The field of robotics, while taking over factories and a lot of other manual labor, is still experimental in many areas. In a branch of biorobotics, researchers are working on machines that imitate the movements of animals in order to both improve the way machines move and to understand the way animals do it. Although we may never need a robot jellyfish, the development of one is more than just a cool project.
1. Robot Octopus Tentacles
The octopus with its soft and flexible tentacles is a marvel of locomotion and manipulation. The Octopus Project hopes to mimic those qualities in a machine. They’ve not quite made a complete soft robot octopus yet, but they’ve got the tentacles figured out.

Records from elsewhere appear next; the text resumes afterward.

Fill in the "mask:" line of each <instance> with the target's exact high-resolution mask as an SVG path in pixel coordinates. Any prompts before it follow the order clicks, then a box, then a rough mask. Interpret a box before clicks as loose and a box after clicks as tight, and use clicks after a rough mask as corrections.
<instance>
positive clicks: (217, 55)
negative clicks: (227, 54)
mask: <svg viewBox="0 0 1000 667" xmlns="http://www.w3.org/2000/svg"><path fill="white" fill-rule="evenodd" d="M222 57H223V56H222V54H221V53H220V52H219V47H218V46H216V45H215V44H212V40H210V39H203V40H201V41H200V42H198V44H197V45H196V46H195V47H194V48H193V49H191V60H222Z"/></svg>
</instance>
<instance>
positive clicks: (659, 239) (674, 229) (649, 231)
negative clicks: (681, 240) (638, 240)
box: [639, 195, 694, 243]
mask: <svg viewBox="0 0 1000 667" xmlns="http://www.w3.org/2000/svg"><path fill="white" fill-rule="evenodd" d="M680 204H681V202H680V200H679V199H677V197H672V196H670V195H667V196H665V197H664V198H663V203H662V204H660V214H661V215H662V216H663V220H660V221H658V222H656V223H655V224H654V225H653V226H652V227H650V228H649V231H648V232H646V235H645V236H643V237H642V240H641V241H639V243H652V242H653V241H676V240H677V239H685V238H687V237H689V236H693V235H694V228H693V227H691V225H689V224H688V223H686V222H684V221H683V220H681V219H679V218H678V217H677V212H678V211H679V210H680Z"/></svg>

2. Robot Zebrafish Attracts Mates
Researchers at the Polytechnic Institute of New York University (NYU-Poly) using robot fish have shed light on how fish socialize. First, they built a fish that moves like a golden shiner fish. Despite the fact that it was just a shape and didn't even have color, live fish reacted to the robot's movements. Researchers found that the robot fish became a leader of a school of fish when its tail moved at a certain frequency. A later fish was designed to look like a fertile female zebrafish, except much larger than life size. Other zebrafish were attracted to the robot, both because of its appearance and its movement, but in the dark the real fish were a bit put off by the sound of the robot's motor.
3. Robo Jellyfish Swims and Floats
Robojelly, new from SyFy! That’s what it sounds like… but this is real. A team at Virginia Tech has developed a robot based on the movement of a jellyfish. They named the resulting mechanism Robojelly, and it should eventually be able to run completely on the power of seawater!

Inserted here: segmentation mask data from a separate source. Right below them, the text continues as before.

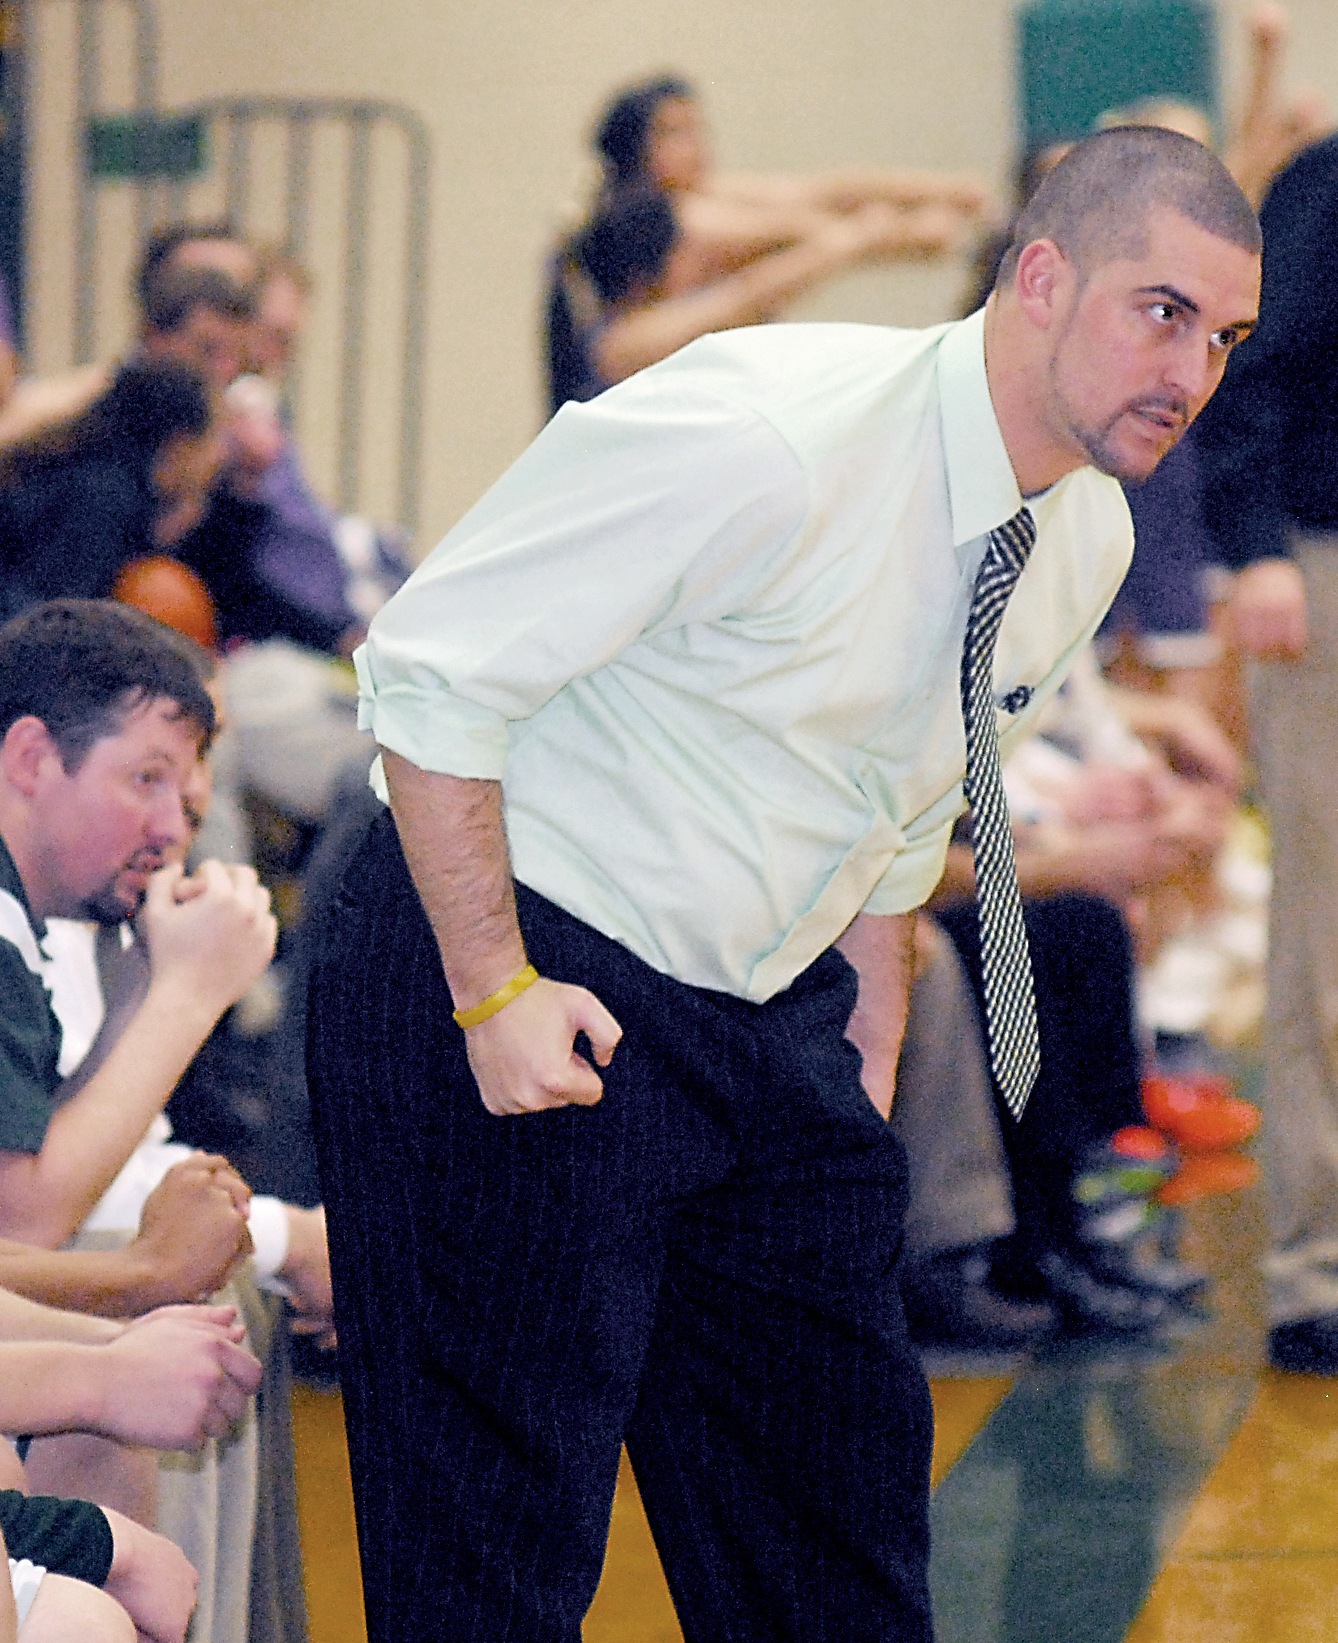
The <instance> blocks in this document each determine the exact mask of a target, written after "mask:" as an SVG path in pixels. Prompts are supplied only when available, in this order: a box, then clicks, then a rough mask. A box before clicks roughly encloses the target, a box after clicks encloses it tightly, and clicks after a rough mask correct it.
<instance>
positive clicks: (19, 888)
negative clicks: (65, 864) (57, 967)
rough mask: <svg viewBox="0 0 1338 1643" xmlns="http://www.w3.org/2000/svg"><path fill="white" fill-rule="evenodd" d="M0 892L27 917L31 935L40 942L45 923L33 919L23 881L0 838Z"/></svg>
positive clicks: (26, 893)
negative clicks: (24, 912)
mask: <svg viewBox="0 0 1338 1643" xmlns="http://www.w3.org/2000/svg"><path fill="white" fill-rule="evenodd" d="M0 891H7V892H8V894H10V895H13V899H15V900H16V902H18V905H20V907H21V909H23V912H25V914H26V915H28V923H30V925H31V927H33V935H35V937H36V938H38V940H39V941H41V938H43V937H44V935H46V923H44V922H39V920H36V918H35V917H33V909H31V905H30V902H28V892H26V891H25V889H23V879H21V877H20V876H18V868H16V864H15V859H13V856H12V854H10V848H8V845H7V843H5V840H3V838H0Z"/></svg>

4. Robot Lamprey Wriggles Like an Eel
Lampetra is an acronym for "Life-like artifacts for motor-postural experiments and development of new control technologies inspired by rapid animal locomotion." In other words, a project to recreate the way animals move in robot form. They are studying both salamanders and eels. See the progress in a series of videos.
5. Robot Seagull Flies Like a Bird
The German company Festo is developing a robot bird, modeled on a seagull. The SmartBird flies by flapping its wings, steers, and lands on its own. See some animated concept videos of the bird in action.

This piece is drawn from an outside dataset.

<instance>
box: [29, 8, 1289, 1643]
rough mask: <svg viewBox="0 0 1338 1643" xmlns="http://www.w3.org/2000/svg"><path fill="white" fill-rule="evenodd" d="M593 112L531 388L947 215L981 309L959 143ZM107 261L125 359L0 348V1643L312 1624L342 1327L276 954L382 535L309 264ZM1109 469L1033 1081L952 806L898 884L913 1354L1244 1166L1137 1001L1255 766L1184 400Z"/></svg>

6. Soft Robot Creeps Like a Worm
It may look like a simple piece of plastic, but this robot has the moves! In fact, that’s what it is for--to test out news ways for a robot to move. Developed by researchers at Harvard University, this soft robot was inspired by the movements of squid and worms.
7. Stickybot Climbs Like a Gecko
Stanford University's RiSE team built Stickybot, a climbing robot with feet designed like a gecko's peculiarly textured feet. The concept is dry adhesion, harnessing microscopic stalks on the surface of the feet. They are now working on Stickybot III, with several improvements over the earlier models.